There are many different kinds of meditation or prayer, Christian and non-Christian. However, I am confused regarding actual difference because these varieties, both Christian and non-Christian, seem largely to be arbitrarily constructed.

This question asks specifically about the rosary vs a mantra while I am interested in all methods generally. This one asks about sharing Bible references on the correct way to meditate but I think falls short as I do not believe the Bible is a meditation textbook. I also think none of the answers address my question as they seem to straw-man eastern meditation as harmful, demonic, or dulling.

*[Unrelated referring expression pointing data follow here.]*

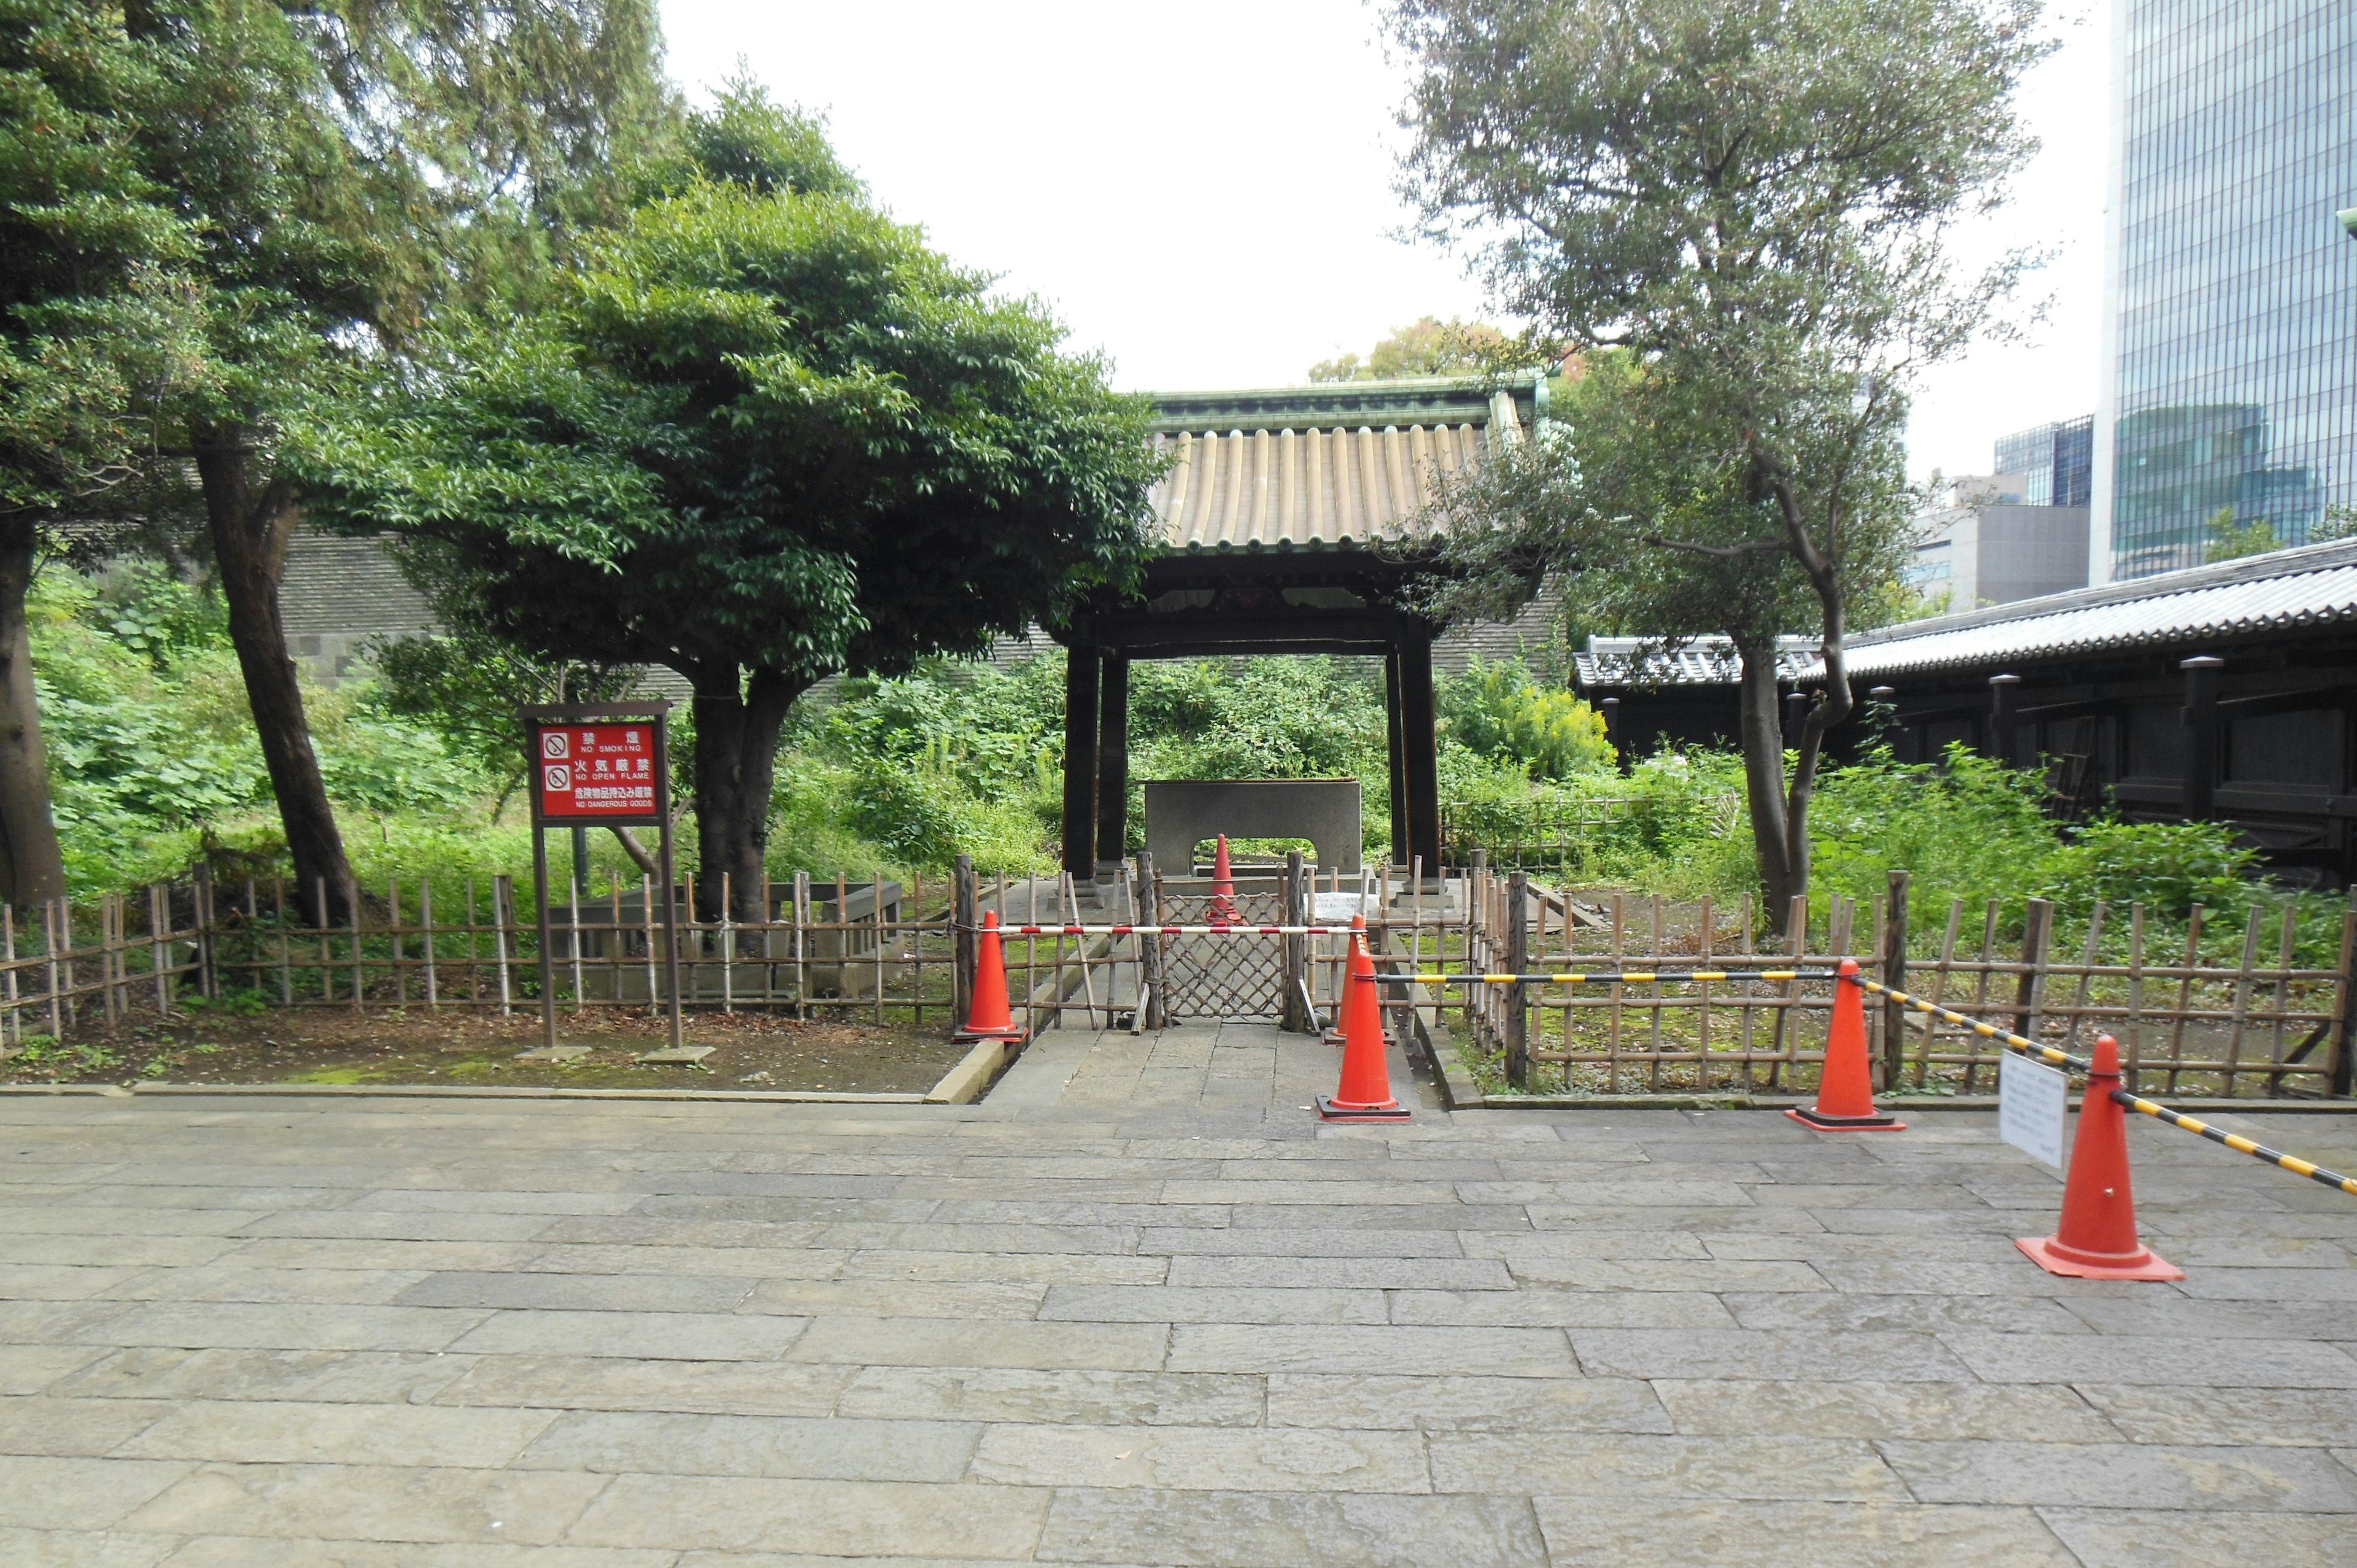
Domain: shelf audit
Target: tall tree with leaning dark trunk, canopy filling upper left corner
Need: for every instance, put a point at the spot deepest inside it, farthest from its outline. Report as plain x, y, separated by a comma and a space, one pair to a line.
220, 209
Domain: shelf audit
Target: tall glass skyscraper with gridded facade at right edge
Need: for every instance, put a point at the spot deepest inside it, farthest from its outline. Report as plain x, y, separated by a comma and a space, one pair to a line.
2231, 317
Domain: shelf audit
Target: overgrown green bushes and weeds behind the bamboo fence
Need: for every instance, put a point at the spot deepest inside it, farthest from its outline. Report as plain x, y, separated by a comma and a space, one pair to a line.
154, 767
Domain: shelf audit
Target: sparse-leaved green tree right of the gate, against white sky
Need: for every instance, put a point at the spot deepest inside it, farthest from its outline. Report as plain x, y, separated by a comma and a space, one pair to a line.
1750, 199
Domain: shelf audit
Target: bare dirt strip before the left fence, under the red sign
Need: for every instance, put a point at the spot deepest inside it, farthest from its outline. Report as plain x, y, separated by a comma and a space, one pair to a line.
463, 1048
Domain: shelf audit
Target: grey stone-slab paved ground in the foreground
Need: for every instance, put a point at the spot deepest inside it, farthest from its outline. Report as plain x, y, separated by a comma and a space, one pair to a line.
1140, 1310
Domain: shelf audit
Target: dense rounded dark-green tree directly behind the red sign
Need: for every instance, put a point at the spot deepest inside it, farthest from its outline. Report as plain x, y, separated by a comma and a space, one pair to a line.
765, 435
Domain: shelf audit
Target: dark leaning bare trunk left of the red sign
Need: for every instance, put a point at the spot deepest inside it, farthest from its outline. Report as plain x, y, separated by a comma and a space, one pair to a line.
251, 548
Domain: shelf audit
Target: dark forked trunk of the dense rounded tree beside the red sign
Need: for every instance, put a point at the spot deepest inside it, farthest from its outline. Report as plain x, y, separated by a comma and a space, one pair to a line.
737, 767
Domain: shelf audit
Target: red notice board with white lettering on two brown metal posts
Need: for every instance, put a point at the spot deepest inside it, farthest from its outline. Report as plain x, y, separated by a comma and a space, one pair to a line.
600, 765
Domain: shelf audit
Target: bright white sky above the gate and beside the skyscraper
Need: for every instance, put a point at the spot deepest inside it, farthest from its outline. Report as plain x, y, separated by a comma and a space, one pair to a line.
1208, 192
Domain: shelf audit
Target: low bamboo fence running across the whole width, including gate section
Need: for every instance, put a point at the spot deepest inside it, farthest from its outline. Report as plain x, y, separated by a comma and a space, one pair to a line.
873, 951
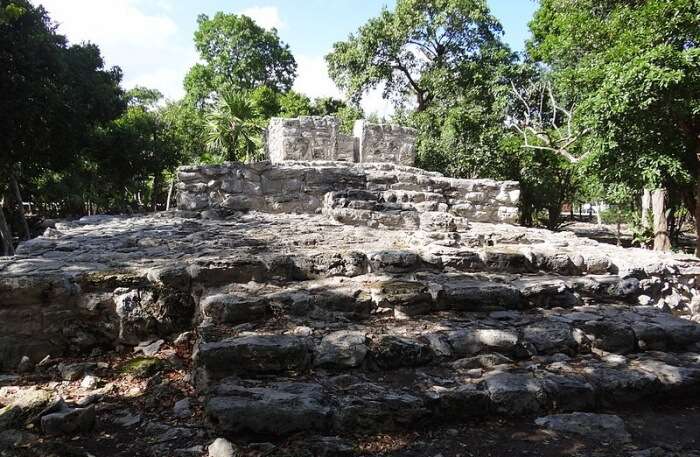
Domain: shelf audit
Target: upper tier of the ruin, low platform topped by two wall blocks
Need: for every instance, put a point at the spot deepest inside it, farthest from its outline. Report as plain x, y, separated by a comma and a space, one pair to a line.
367, 180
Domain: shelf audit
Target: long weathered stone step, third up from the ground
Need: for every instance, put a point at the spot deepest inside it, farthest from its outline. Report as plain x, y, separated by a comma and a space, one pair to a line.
409, 294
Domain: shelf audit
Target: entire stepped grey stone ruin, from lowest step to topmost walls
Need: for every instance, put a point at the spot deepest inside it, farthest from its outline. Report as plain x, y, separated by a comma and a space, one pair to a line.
330, 299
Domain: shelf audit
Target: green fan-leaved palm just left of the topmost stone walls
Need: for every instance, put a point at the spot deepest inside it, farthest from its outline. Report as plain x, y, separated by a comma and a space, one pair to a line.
233, 130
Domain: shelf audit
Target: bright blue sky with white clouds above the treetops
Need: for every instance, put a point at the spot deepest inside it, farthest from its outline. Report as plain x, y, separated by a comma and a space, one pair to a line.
152, 40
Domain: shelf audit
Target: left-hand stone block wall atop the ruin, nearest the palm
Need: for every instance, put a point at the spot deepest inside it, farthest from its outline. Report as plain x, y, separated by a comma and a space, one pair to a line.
308, 138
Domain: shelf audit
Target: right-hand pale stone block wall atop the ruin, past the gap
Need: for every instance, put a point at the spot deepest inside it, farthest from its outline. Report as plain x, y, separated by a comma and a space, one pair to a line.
385, 143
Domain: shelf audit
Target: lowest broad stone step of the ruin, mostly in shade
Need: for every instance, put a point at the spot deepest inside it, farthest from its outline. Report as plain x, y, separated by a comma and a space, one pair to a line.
368, 403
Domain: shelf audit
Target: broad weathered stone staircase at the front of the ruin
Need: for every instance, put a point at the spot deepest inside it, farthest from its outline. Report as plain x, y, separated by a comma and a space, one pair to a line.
401, 340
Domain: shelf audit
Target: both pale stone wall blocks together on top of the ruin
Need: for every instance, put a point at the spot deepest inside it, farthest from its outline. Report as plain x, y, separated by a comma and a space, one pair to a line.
310, 138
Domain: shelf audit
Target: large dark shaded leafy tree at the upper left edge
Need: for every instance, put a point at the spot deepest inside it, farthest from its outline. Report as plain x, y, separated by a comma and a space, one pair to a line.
52, 98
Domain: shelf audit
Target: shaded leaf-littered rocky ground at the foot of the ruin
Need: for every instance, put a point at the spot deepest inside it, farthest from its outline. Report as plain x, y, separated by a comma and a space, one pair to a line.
150, 410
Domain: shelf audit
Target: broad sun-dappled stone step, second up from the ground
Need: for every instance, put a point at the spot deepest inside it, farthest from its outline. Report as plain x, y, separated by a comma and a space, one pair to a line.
383, 343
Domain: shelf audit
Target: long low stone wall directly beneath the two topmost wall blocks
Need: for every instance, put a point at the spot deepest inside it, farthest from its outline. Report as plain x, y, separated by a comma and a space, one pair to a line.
300, 187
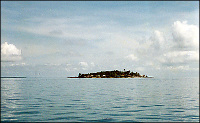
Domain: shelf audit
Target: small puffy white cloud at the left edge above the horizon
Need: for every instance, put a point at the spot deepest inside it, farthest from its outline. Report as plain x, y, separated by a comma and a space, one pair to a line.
9, 52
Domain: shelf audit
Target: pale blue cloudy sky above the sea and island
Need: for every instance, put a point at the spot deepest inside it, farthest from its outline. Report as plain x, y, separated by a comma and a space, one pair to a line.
64, 38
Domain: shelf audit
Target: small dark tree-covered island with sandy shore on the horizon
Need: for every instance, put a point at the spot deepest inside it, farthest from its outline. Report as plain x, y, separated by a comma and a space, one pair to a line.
112, 74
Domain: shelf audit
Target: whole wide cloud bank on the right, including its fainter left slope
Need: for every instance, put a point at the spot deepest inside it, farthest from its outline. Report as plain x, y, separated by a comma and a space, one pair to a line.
164, 51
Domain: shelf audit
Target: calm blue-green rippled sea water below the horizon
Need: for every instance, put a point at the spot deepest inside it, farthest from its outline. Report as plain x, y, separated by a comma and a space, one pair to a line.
101, 100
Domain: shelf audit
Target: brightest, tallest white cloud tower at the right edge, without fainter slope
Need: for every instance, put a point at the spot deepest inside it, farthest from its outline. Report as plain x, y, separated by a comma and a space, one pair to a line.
186, 44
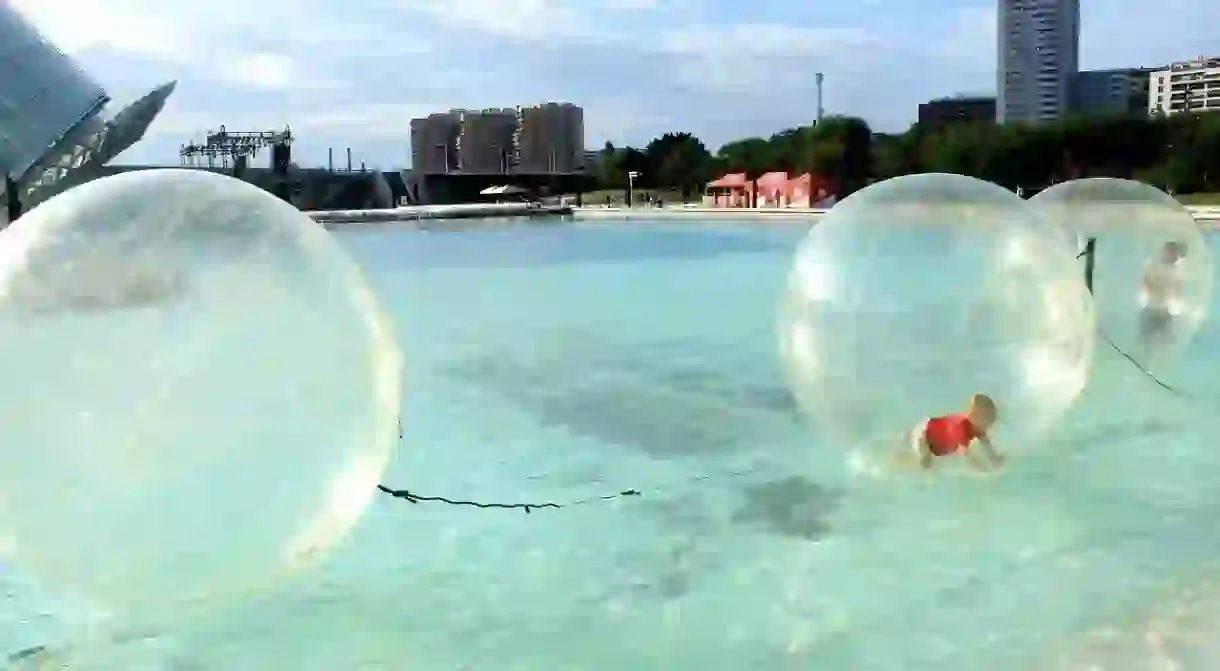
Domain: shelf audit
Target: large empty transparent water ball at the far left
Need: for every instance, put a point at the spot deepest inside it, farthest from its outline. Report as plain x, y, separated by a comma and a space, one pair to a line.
202, 391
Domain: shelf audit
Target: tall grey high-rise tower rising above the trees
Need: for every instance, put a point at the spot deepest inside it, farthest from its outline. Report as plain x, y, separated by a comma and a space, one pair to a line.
1039, 58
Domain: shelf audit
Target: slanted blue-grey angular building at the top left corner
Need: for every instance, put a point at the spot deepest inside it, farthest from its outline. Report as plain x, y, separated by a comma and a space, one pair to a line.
54, 131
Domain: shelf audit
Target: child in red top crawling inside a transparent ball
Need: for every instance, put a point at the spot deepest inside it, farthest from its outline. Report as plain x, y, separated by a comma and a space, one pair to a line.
963, 434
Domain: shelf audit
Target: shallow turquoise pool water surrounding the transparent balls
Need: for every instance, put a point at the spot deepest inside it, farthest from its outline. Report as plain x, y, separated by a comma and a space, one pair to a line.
567, 363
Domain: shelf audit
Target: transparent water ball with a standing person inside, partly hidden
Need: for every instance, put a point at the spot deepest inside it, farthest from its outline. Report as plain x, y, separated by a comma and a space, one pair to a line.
1152, 269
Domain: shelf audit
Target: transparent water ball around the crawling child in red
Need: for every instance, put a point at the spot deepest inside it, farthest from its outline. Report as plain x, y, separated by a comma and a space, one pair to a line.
916, 293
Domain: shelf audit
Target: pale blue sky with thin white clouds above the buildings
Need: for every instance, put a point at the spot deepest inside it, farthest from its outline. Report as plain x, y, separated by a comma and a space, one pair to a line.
353, 73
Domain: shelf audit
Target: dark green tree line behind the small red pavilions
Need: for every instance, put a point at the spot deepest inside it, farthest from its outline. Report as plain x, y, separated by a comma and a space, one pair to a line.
1179, 153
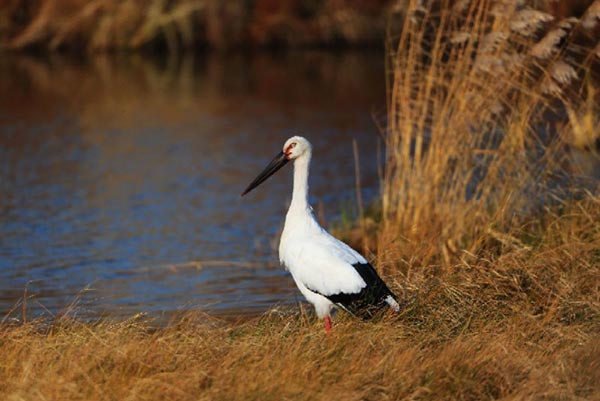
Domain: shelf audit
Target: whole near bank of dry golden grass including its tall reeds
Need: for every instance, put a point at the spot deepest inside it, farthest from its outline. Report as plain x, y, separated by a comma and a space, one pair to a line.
485, 232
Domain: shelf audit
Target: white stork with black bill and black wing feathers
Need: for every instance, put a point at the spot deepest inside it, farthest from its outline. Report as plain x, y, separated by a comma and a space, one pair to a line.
327, 271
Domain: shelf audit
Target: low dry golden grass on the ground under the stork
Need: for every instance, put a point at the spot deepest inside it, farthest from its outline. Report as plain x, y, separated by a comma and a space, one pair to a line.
523, 325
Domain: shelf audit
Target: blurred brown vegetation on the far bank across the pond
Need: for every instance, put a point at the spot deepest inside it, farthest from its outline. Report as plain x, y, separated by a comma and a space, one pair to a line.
96, 25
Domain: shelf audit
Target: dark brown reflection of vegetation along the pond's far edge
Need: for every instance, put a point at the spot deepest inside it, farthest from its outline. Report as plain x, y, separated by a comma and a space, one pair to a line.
104, 82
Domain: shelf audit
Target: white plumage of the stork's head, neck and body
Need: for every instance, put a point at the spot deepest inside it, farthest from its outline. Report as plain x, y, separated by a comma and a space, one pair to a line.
320, 264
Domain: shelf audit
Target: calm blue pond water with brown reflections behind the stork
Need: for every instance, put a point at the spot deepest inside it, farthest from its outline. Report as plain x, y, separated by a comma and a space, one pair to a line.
121, 176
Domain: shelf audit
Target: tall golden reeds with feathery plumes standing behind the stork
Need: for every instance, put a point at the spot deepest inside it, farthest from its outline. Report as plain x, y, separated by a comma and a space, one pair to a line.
476, 122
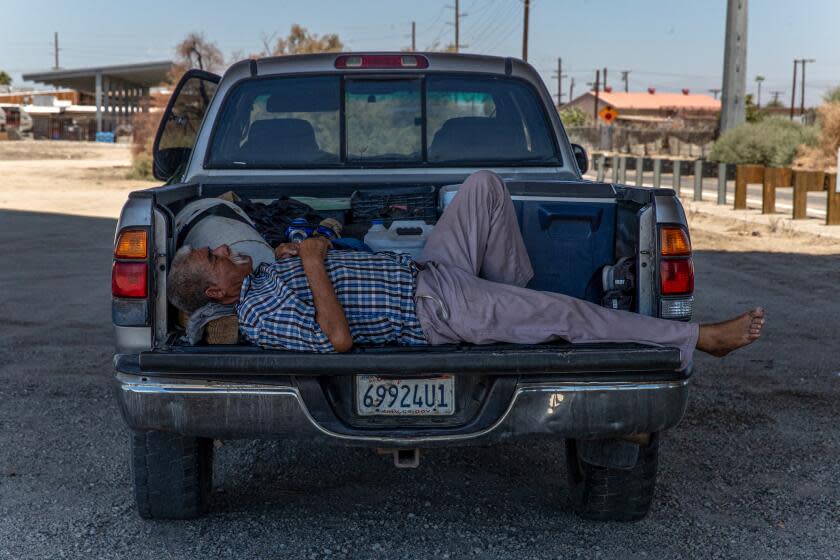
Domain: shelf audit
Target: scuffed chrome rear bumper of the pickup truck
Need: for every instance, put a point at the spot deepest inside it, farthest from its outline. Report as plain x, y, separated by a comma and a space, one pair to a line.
230, 410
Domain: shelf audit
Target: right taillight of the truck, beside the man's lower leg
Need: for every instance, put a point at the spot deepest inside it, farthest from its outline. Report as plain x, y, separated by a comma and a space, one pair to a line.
676, 274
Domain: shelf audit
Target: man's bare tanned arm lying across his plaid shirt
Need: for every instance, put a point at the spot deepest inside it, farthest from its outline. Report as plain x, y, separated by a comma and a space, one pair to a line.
328, 311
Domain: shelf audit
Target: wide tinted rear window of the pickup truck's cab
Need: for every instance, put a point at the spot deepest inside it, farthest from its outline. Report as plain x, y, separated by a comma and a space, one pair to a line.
340, 121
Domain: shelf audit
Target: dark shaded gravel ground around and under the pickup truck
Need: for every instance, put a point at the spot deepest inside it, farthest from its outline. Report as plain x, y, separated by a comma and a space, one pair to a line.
752, 471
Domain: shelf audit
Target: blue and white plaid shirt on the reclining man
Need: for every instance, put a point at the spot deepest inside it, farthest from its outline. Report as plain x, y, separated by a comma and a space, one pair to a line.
376, 291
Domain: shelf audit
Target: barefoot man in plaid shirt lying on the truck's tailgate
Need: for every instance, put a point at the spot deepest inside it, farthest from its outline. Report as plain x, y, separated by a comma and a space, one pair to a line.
468, 288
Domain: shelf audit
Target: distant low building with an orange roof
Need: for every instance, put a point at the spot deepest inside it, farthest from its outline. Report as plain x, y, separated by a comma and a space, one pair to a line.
652, 107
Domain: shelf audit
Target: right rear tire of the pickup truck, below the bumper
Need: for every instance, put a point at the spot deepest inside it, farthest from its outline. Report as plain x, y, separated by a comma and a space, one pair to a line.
612, 494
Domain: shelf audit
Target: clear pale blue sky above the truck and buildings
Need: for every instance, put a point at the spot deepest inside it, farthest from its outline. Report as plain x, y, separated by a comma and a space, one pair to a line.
666, 44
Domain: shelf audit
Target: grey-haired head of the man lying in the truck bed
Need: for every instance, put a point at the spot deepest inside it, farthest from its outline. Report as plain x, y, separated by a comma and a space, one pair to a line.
199, 276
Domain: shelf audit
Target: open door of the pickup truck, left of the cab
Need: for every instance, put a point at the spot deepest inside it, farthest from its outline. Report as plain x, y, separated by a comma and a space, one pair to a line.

That said, what do the Orthodox consider to be the characteristics that distinguish (for example) hesychasm from Patriarch zen? The practitioner of Patriarch zen assumes a still posture and remains attentive while removing all thoughts or images from her mind.

On the other hand, Wikipedia says (regarding hesychasm):

... that the primary task of the Hesychast is to engage in mental ascesis. This mental ascesis is the rejection of tempting thoughts (the "thieves") that come to the Hesychast as he watches in sober attention in his hermitage.

Sober, attentive watching. Is there a clear, defining line between meditations that are acceptable for Orthodox Christians and those that aren't? If so, what is it? If I don't yet have the opportunity to learn from a starets (please forgive me if that is the incorrect term), should I learn Patriarch zen from a righteous man who believes it will lead Christians toward God?

As far as I can tell, the answer is yes because it is the intention, correctness of practice, and unending goodness of our Lord that determines results. However, I would much rather admit my own fault than attempt to outsmart two-thousand years of great saints. Answers should reference official statements from authority figures in the Orthodox church. Thank you very much!